The company was founded in 1953 by Heihachiro Horiuchi, a former student of Kenjiro Takayanagi, who is known as "the father of Japanese television".

==Description==
Hermann Simon, a leading German business author and thinker, mentioned Hamamatsu in his book titled Hidden Champions of the Twenty-First Century: The Success Strategies of Unknown World Market Leaders as an example of a "Hidden Champion".

As examples of uses, Hamamatsu CCD image sensors are used at the Subaru Telescope of the National Astronomical Observatory of Japan, and the sensors made by the company also helped confirm the existence of the Higgs boson in research that led to the 2013 Nobel Physics prize.

Hamamatsu Photonics' photomultiplier tubes (PMTs) were used in the Super-Kamiokande neutrino detector facility at the University of Tokyo where 2015 Nobel Prize Laureate Takaaki Kajita conducted his research.

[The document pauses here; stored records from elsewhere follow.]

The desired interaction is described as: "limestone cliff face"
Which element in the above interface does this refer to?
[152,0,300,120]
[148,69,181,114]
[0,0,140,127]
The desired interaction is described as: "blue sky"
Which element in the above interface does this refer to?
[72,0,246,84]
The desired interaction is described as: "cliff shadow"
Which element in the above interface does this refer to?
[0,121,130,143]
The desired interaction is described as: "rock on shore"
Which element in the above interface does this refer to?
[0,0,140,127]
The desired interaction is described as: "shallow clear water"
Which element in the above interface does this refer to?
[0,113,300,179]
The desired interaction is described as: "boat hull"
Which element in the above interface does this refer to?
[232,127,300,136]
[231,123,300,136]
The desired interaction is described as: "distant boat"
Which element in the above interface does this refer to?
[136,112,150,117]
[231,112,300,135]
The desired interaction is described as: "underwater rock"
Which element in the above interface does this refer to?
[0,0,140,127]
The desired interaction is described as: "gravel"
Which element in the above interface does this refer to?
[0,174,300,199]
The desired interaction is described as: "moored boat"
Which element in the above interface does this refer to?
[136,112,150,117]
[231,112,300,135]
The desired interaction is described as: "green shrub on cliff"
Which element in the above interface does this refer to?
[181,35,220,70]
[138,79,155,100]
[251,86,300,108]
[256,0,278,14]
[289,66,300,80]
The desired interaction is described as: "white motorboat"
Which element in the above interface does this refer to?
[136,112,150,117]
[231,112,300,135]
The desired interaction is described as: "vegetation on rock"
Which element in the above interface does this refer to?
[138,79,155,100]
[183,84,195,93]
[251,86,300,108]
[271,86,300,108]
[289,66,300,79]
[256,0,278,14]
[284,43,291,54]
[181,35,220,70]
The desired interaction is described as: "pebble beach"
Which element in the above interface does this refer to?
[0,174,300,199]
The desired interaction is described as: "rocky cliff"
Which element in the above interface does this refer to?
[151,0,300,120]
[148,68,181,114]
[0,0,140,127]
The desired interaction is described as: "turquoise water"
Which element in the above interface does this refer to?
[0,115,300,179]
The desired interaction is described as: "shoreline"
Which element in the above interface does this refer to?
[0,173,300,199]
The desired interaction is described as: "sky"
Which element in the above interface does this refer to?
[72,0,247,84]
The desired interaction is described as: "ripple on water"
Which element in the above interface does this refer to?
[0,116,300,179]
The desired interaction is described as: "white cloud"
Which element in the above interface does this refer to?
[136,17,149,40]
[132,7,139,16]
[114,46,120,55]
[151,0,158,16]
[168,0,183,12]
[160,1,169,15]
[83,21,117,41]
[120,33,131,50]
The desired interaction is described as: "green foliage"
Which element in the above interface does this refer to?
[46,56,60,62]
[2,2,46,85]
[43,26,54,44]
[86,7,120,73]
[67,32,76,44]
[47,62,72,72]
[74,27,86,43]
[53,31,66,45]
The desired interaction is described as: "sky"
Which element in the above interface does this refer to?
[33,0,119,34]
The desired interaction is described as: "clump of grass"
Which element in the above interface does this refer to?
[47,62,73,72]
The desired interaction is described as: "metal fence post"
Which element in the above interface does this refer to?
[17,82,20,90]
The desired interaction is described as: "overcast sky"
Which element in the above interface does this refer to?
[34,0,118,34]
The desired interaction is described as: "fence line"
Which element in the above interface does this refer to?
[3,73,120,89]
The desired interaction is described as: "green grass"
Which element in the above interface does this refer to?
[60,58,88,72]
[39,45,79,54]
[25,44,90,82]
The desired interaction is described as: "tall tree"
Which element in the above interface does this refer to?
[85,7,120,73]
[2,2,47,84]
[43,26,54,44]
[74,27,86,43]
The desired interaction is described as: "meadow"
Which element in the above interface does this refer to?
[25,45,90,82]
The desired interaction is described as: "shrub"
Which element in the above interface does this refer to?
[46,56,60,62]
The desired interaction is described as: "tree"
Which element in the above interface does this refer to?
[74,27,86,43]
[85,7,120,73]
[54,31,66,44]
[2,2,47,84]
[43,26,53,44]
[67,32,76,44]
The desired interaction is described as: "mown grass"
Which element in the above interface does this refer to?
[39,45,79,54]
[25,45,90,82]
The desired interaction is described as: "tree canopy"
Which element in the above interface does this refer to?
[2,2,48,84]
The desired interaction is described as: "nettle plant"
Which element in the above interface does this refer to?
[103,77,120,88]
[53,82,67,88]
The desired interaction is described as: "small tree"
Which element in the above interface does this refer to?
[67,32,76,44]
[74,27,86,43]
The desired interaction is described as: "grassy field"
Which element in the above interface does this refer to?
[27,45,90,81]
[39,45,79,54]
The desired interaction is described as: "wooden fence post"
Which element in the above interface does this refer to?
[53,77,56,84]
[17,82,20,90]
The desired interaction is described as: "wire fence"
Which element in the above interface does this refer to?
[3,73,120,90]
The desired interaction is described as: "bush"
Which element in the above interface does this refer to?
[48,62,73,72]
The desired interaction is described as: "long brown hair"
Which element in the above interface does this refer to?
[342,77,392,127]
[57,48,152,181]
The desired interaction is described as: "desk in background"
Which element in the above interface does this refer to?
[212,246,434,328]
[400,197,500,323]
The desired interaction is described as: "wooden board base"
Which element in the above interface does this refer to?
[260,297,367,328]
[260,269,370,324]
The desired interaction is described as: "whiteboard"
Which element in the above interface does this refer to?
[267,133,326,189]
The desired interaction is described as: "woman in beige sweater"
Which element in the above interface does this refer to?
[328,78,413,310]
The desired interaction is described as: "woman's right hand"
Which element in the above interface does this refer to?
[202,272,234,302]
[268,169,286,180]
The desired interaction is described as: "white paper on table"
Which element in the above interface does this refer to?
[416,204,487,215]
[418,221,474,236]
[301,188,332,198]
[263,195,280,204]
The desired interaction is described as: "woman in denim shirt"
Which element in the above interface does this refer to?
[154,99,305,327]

In using products contributed by Hamamatsu Photonics, "Kajita was able to prove that neutrinos do in fact have mass -- a major shift in our fundamental understanding of how the universe works," said Tom Baer, chair of the Photonics Industry Neuroscience Group of the National Photonics Initiative. "This win is a tremendous accomplishment for Kajita and Hamamatsu Photonics."